We introduce OLATverse, a large-scale real-world dataset comprising over 9M images of 765 objects, captured from multiple viewpoints under a diverse set of precisely controlled lighting conditions. While recent advances in object-centric inverse rendering, novel view synthesis and relighting have demonstrated promising results, most techniques still heavily rely on the synthetic datasets for training and small-scale real-world datasets for benchmarking, which limits their realism and generalization. To address this gap, OLATverse offers two key advantages over existing datasets: large-scale real object coverage and high-fidelity appearance under precisely controlled illuminations. Specifically, our dataset contains 765 common and uncommon real-world objects, spanning a wide range of material categories. Each object is captured under 35 DSLR cameras and 331 individually controlled light sources, enabling the simulation of diverse illumination conditions. Additionally, for each object, we provide well-calibrated camera parameters, accurate object masks, diffuse albedo and photometric surface normals as auxiliary resources. We further construct an extensive evaluation set, establishing the first comprehensive real-world object-centric benchmark for inverse rendering and normal estimation. We believe that OLATverse marks a pivotal step toward the integration of next generation of methods with real-world data.

Statistics

(a) We visualize the statistics of OLATverse, including the material distribution and high-level object category distribution. (b) We compare OLATverse against one representative OLAT real dataset, OpenIllumination. We visualize the number of objects in the six largest material and high-level object categories. While OpenIllumination covers the similar material and object categories as OLATverse, the scale of each category is significantly smaller than our dataset.

Dataset Comparison

Comparison of object-centric dataset targeting inverse rendering and relighting tasks. We list a detailed comparison of OLATverse with existing datasets across several key attributes.
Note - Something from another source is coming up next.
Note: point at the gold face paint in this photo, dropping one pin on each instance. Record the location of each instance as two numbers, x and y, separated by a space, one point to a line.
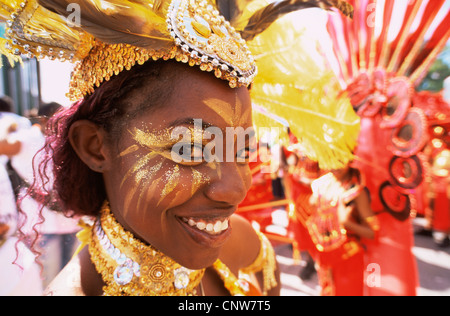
198 179
172 180
222 108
The compared aspects include number of object (# Objs), whether data source is real (Real), lighting conditions (IllumCond), number of illuminations (# Illum), number of views (# Views), and capture device (Device). In the column of IllumCond, ENV denotes environment illumination, PAT represents pattern illumination. Unspec. indicates that the corresponding information is not specified in the dataset, and Blue indicates that only a small portion of the dataset satisfies the criterion.

Pipeline

Illustration of the dataset capture setup and process pipeline. We utilize wooden stands with varying sizes and (a) a lightstage setup to capture raw videos of objects. During the calibration session, we record (b) reference objects to extract accurate camera parameters, which are utilized to extract (c) undistorted OLALs and relit images under varying illuminations from raw videos. Next, we capture (d) background stand image and perform (e) semi-automatic mask segmentation and normal extraction for each object.

One sample in OLATverse

We visualize one sample of OLATverse, which includes full bright (FB), OLATs, relit images under varying pre-defined environmental illuminations (ENV), object mask, surface normals, and diffuse albedo.

Preview Dataset

We randomly selected a subset of dataset for preview. (OLATverse is multi-view object dataset. For simplicity, in this video, we only show objects captured from a single view.)